Als Blogger erreiche ich inzwischen mehr als 500.000 Menschen mit dem seppolog und dieLaufeinheit. 2015 gewann ich mit dem seppolog meine eigene Auszeichnung, was mir als der einfachste Weg schien, jemals eine Auszeichnung zu erhalten. Zu meiner eigenen Überraschung hat das funktioniert.
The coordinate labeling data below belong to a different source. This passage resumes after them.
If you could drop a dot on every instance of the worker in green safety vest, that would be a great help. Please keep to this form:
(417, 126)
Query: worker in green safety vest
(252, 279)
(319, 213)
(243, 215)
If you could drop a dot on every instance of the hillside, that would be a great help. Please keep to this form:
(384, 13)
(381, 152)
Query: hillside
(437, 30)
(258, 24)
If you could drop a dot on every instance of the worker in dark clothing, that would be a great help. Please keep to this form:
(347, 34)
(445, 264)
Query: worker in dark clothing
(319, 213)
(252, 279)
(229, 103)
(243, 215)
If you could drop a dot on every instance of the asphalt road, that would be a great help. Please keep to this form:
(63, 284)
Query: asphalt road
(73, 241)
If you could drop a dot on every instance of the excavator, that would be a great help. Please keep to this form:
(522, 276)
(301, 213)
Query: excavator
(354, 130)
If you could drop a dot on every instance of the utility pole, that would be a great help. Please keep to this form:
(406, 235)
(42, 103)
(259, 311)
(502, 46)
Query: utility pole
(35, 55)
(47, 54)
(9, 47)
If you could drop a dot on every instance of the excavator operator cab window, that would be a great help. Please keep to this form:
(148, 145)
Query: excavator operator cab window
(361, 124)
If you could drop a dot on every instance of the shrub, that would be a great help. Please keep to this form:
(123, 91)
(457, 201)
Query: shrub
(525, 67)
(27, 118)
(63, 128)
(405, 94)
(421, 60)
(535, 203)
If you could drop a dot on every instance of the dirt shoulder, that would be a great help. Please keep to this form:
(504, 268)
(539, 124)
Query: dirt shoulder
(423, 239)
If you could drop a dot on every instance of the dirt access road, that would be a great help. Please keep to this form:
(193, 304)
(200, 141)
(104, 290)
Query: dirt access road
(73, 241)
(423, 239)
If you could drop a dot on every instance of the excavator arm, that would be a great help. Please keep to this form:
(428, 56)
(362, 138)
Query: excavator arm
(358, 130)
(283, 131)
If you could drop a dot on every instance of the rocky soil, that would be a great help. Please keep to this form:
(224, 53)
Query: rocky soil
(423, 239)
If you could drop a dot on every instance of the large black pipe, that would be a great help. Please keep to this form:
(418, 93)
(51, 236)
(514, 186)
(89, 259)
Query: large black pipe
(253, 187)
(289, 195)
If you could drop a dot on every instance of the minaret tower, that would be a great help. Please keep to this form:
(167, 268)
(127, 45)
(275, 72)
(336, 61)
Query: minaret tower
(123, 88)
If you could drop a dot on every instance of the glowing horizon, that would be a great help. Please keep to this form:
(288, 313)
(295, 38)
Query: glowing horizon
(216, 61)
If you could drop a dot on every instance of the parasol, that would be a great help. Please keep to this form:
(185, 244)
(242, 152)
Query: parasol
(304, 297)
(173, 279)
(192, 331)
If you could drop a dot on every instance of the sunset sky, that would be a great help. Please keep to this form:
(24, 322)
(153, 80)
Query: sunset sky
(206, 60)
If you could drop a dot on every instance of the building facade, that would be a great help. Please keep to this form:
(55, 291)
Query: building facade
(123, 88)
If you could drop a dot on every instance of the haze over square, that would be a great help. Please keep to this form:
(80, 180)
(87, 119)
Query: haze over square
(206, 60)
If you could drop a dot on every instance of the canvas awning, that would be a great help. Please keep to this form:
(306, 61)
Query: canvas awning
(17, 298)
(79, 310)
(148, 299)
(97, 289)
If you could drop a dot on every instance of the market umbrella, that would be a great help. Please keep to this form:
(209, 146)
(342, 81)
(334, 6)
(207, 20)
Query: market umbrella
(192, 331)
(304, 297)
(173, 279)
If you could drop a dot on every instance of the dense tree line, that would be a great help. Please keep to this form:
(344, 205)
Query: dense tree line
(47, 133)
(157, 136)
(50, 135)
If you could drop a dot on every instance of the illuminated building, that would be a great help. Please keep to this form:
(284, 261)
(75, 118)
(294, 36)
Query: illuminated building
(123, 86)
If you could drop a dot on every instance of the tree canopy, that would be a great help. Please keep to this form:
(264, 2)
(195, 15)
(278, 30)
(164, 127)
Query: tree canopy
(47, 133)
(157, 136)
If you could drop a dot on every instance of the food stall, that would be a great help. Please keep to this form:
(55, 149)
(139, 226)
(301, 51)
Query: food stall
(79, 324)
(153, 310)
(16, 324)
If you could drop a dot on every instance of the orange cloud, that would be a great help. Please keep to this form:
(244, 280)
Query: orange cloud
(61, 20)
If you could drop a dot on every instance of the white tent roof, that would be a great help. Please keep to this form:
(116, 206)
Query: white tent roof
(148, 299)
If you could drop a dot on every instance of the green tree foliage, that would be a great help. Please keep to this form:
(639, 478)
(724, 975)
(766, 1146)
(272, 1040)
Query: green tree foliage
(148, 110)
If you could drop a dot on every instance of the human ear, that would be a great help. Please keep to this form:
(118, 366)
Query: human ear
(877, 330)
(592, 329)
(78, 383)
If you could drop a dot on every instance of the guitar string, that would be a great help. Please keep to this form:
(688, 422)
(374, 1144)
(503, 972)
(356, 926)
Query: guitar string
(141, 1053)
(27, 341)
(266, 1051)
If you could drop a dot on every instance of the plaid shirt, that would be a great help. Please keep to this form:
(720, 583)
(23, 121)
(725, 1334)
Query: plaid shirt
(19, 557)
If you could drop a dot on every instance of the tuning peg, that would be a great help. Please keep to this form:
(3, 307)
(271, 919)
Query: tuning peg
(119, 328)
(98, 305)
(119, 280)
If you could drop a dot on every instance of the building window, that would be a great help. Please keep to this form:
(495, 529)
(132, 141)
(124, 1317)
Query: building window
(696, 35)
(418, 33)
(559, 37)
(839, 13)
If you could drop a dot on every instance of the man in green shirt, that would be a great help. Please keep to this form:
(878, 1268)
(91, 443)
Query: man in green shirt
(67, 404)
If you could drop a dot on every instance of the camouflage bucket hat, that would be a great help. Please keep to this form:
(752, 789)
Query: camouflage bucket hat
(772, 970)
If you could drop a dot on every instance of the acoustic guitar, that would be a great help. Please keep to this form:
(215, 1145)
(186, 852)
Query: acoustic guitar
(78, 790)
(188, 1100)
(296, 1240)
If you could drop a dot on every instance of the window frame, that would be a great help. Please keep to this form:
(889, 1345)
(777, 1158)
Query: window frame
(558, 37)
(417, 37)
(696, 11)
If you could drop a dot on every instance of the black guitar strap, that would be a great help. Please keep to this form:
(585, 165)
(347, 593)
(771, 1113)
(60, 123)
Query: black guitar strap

Meine erste eigene Guerrilla-Marketing-Aktion!

Ende 2018 startete ich ein Online-Sport-Magazin rund um den Fitnesssport: tackoseppo.com wächst seitdem inhaltlich wie auch in seiner Reichweite.

Vielleicht kann ich endlich mal erwähnen, dass zehn Jahre beim permanent unterfinanzierten Regionalfernsehen eine einmalige Ausbildung bedeuten: Wer immer es gewohnt ist, so viel zu improvisieren, der ist für alle Härtefälle gewappnet, der hat vor nichts mehr Angst. Technische Panne? Routine. Wenige Mittel? So lernt man das effiziente Ausschöpfen des Vorhandenen und bleibt bescheiden. Plakativ gesagt: Aus Schei** lässt sich manchmal doch Gold machen!